The chief difficulty in employing this "time machine" to observe the cosmos during its past epochs arises from the fact that distant objects appear fainter than closer ones. We must therefore capture and analyze the light from progressively dimmer objects as we push farther back into the past. Specialized instruments are needed to study our nearest neighbor, the Andromeda Galaxy, which is 2 million light-years away. But this companion of the Milky Way shines a million times more brightly than a similar galaxy seen at a distance of 2 billion light-years! This comparison gives a sense of how difficult it will be to obtain images of objects formed close to the Big Bang era more than 10 billion years ago.

During the past few years, the Hubble Space Telescope has obtained long-exposure images that reveal the faintest objects ever detected. Some of these objects are galaxies seen during their early developmental stages when they were rich in young, hot, and very luminous stars. To peer still farther back through time, to reach the era when stars first began to shine, astronomers need a telescope that can detect extremely low intensities of infrared light.
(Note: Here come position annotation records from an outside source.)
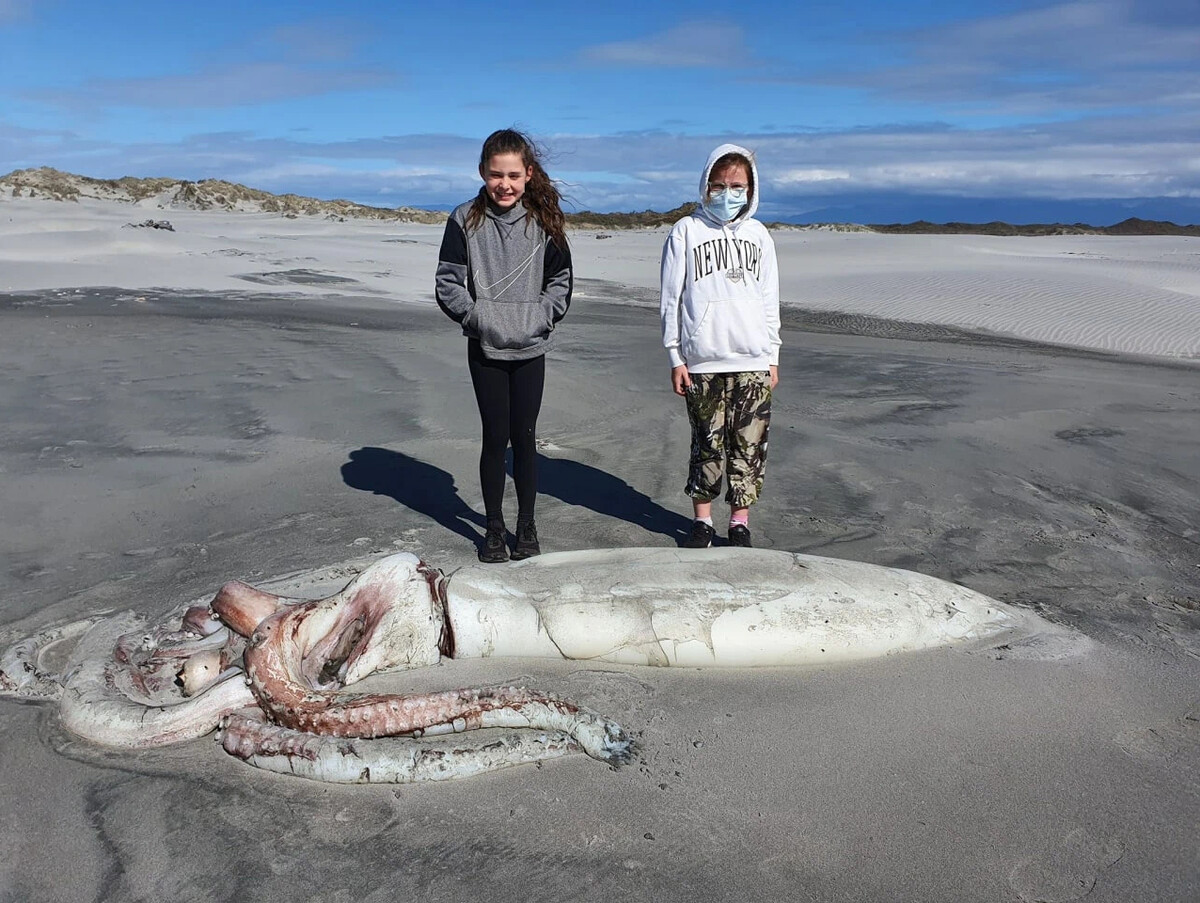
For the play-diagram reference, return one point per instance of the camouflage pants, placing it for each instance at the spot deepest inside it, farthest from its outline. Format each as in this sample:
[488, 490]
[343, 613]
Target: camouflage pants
[730, 416]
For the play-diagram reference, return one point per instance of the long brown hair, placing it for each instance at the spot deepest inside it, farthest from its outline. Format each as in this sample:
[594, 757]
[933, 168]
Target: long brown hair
[541, 196]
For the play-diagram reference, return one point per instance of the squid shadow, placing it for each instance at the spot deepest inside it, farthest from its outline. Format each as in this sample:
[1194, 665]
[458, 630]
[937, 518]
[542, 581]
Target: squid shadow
[415, 484]
[588, 486]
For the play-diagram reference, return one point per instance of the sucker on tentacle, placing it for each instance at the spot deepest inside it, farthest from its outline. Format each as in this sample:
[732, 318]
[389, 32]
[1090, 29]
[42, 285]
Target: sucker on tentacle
[388, 760]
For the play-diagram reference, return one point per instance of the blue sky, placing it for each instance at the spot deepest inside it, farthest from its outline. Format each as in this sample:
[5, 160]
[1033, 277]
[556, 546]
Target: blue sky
[879, 109]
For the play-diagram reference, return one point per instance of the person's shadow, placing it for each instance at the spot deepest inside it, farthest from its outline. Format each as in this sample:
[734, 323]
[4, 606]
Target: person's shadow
[588, 486]
[421, 486]
[431, 491]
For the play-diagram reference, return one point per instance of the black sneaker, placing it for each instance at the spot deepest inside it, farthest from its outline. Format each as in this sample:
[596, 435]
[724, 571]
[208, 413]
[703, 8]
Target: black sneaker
[495, 549]
[739, 534]
[701, 536]
[527, 542]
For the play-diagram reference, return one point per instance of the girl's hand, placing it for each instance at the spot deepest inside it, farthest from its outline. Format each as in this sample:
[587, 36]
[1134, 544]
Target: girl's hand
[681, 380]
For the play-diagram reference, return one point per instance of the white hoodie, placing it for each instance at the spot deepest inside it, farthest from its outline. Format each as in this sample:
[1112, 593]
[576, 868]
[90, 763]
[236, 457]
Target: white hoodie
[720, 287]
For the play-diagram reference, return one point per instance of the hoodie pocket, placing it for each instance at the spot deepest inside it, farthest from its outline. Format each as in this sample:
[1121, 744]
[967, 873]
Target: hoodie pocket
[729, 329]
[513, 326]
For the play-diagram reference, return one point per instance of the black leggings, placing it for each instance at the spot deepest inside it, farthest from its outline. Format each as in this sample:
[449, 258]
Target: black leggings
[509, 396]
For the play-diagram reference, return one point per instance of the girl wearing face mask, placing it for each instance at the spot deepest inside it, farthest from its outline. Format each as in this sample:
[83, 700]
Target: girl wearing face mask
[720, 326]
[504, 275]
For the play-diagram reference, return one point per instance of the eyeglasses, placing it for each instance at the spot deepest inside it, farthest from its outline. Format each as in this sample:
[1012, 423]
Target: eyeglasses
[737, 191]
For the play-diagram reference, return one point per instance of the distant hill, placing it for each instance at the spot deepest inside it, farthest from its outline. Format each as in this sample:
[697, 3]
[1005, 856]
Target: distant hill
[204, 195]
[1133, 226]
[219, 195]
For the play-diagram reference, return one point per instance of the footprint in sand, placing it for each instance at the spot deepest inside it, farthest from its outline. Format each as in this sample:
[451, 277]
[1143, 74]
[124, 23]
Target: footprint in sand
[1174, 745]
[1067, 871]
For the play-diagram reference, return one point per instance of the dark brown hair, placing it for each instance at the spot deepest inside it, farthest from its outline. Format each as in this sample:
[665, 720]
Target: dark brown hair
[733, 159]
[541, 196]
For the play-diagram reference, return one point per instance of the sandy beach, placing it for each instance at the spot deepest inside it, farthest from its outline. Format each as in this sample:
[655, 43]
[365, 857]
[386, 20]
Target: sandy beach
[251, 396]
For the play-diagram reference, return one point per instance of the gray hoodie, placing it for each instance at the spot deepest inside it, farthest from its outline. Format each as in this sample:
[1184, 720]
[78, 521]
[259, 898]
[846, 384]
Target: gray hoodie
[504, 281]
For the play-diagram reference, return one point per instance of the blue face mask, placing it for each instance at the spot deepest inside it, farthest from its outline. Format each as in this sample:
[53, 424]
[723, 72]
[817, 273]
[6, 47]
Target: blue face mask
[726, 204]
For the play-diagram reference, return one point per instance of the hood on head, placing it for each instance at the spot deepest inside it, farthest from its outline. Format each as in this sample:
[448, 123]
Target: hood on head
[753, 205]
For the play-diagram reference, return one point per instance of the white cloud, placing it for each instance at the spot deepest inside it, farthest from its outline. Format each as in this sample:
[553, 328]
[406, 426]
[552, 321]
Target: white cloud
[233, 85]
[693, 45]
[801, 177]
[1086, 55]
Astronomers need sensitivity in the infrared part of the spectrum because the light from these young stars in distant galaxies, even though emitted as visible light, has been stretched by the expansion of the universe to appear to us as infrared light.

The Hubble Space Telescope can observe the shortest-wavelength portion of the infrared domain, but its 2.4-meter mirror is too warm and too small to detect the faint glow from the most distant young galaxies. To observe galaxies in their earliest epochs, the survey report recommends a new, advanced- technology telescope designed to work best in the infrared part of the spectrum. In an orbit a million miles from Earth, this telescope will become so cold that its own infrared glow will be insignificant compared with the light from the distant galaxies, something an earthbound telescope could never achieve. Also, being above Earth's veil of air allows us to see radiation that cannot penetrate it, and guarantees the sharpest images the telescope can deliver, free from the turbulence in Earth's atmosphere that handicaps telescopes on the ground.